Владислав Картавцев, 2014

Без предисловия никак нельзя. И точка. Предисловие должно быть. Вот и здесь – оно есть.

Оглавление

До нашей эры

Сталин задумчиво прошелся по кабинету. От одной стены до другой было ровно тридцать неспешных шагов. Не двадцать девять, не тридцать один, а ровно тридцать. Это было важно. Хоть для кого-то и могло показаться мелочью. Но не для него. Кто-кто, а он-то хорошо знал цену мелочам. С самого детства. А сейчас — так тем более. Мелочи были краеугольным камнем жизни любого заметного политика. Что уж говорить о вожде народов!

Вот взять, например, стакан. Он стеклянный и тонкостенный и, кроме того, мирно покоится в серебряном подстаканнике, а внутри всегда — серебряная ложечка для размешивания сахара. А рядом со стаканом — блюдечко с самим сахаром, таким сладким и вкусным, и на нее удобно класть ложечку после размешивания. Тонкие стенки стакана вкупе с серебряным подстаканником с ложечкой гарантированно спасут одинокий стакан от растрескивания из-за вторжения кипятка, что, в свою очередь, гарантирует неполучение ожоговой травмы и сохранение кожных покровов вдали от болезненных потрясений, а также мундира генералиссимуса — от попадания на него горячей черной ароматной трудноотстируемой жидкости. А это, в свою очередь, убережет миллионы жизней от гнева Верховного.

Да, он любит мелочи. Вот, например, остро отточенный карандаш. Он гораздо лучше тупого, и, кроме того, смотрится красиво, ухоженно и свежо. И таких карандашей — свежих, красивых и остро отточенных — должно быть под рукой много. И все они должны находиться в стаканчике, специально для этого предназначенном, и никак нигде более. А если стаканчика не будет на своем месте, или карандаши вдруг окажутся недостаточно отточенными, тогда вспышка неконтролируемой ярости генералиссимуса может привести к непредсказуемым последствиям, и кто тогда, простите, спасет миллионы жизней от гнева Верховного?
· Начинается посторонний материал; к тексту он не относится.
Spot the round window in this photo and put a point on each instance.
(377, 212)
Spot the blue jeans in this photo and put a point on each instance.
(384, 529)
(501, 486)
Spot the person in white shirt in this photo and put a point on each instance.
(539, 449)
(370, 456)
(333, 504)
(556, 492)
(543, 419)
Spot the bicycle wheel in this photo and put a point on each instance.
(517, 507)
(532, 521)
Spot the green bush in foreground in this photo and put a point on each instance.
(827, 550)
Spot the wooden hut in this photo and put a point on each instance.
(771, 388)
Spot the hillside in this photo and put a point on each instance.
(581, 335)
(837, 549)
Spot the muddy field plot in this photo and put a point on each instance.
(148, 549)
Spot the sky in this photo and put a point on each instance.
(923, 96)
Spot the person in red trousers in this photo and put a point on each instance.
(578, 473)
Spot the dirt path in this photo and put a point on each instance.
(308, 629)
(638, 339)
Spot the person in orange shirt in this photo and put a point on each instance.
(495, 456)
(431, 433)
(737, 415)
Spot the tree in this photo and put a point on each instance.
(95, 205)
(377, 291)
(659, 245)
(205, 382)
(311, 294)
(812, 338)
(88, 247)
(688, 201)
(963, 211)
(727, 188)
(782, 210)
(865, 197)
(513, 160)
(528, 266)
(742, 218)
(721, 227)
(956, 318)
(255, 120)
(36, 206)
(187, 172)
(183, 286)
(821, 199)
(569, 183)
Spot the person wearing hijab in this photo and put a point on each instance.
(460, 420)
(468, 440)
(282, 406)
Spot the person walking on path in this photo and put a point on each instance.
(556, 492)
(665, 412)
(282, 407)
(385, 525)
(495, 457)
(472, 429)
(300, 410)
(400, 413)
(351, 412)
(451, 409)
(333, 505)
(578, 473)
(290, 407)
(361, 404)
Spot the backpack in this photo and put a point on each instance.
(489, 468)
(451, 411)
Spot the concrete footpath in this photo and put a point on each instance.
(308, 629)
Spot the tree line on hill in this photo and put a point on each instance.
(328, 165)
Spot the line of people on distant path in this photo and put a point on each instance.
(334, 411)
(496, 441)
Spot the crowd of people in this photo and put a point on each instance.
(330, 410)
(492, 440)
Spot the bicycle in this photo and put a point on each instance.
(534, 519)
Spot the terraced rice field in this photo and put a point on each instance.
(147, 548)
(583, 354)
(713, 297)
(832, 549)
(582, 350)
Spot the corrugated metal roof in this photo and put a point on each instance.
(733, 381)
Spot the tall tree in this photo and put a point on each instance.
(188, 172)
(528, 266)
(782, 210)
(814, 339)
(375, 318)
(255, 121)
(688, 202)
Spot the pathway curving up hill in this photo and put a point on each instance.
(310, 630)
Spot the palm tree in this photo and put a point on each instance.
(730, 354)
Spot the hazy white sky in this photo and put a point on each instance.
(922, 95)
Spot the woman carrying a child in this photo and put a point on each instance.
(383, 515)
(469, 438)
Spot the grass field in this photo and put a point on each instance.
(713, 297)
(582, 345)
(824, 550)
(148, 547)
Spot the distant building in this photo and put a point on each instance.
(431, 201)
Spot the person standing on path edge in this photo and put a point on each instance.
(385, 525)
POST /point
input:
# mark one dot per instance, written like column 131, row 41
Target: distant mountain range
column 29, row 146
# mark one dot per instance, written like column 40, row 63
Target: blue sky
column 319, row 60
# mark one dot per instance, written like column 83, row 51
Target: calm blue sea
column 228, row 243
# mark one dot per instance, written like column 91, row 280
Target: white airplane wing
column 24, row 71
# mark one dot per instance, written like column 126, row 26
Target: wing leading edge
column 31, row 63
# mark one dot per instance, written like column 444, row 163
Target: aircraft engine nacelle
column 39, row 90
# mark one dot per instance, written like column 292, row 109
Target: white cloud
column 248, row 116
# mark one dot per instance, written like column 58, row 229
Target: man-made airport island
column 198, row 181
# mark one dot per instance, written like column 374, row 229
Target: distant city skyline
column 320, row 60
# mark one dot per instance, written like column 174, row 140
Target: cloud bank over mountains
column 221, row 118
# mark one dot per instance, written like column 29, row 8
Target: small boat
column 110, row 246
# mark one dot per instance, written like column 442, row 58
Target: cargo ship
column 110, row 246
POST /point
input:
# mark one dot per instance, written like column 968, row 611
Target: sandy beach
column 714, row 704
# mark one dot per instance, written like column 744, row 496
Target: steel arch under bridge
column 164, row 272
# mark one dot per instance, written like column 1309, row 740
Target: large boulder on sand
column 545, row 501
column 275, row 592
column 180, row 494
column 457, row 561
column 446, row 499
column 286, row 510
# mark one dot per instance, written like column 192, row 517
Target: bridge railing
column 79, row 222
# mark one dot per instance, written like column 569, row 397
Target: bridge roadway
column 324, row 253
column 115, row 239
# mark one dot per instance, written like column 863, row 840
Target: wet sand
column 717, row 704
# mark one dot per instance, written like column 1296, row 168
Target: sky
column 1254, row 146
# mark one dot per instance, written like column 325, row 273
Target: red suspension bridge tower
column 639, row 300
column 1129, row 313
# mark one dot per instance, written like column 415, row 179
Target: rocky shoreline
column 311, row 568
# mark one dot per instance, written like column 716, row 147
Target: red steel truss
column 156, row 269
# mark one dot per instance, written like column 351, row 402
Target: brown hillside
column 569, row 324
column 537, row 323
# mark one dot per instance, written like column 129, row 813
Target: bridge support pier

Вот ковровая дорожка. Она красная и должна таковой оставаться всегда. И обязательно с изображением красного коня в момент купания. Авторская работа Петрова-Водкина сотоварищи. Или одного? Неважно. Главное, чтобы все было красным — и дорожка, и конь, и Петров-Водкин сотоварищи. Ковровая дорожка должна быть тщательно вычищена и отутюжена, тщательно и аккуратно разложена и перекрывать все пространство кабинета от самого входа и до ног генералиссимуса. Чтобы по ней было приятно ходить туда-сюда, туда-сюда и думать столь же размеренно, как и ходить. А вот представьте себе, что нет красной ковровой дорожки — украли, залили азотной кислотой или, вообще, царской — тьфу, тьфу, изыди! — водкой, или чернилами какими враги-оккупанты-белогвардцейцы-расхитители-народного-добра! Как тогда успокоить, свести на нет гнев генералиссимуса, и кто тогда спасет миллионы жизней от ярости Верховного?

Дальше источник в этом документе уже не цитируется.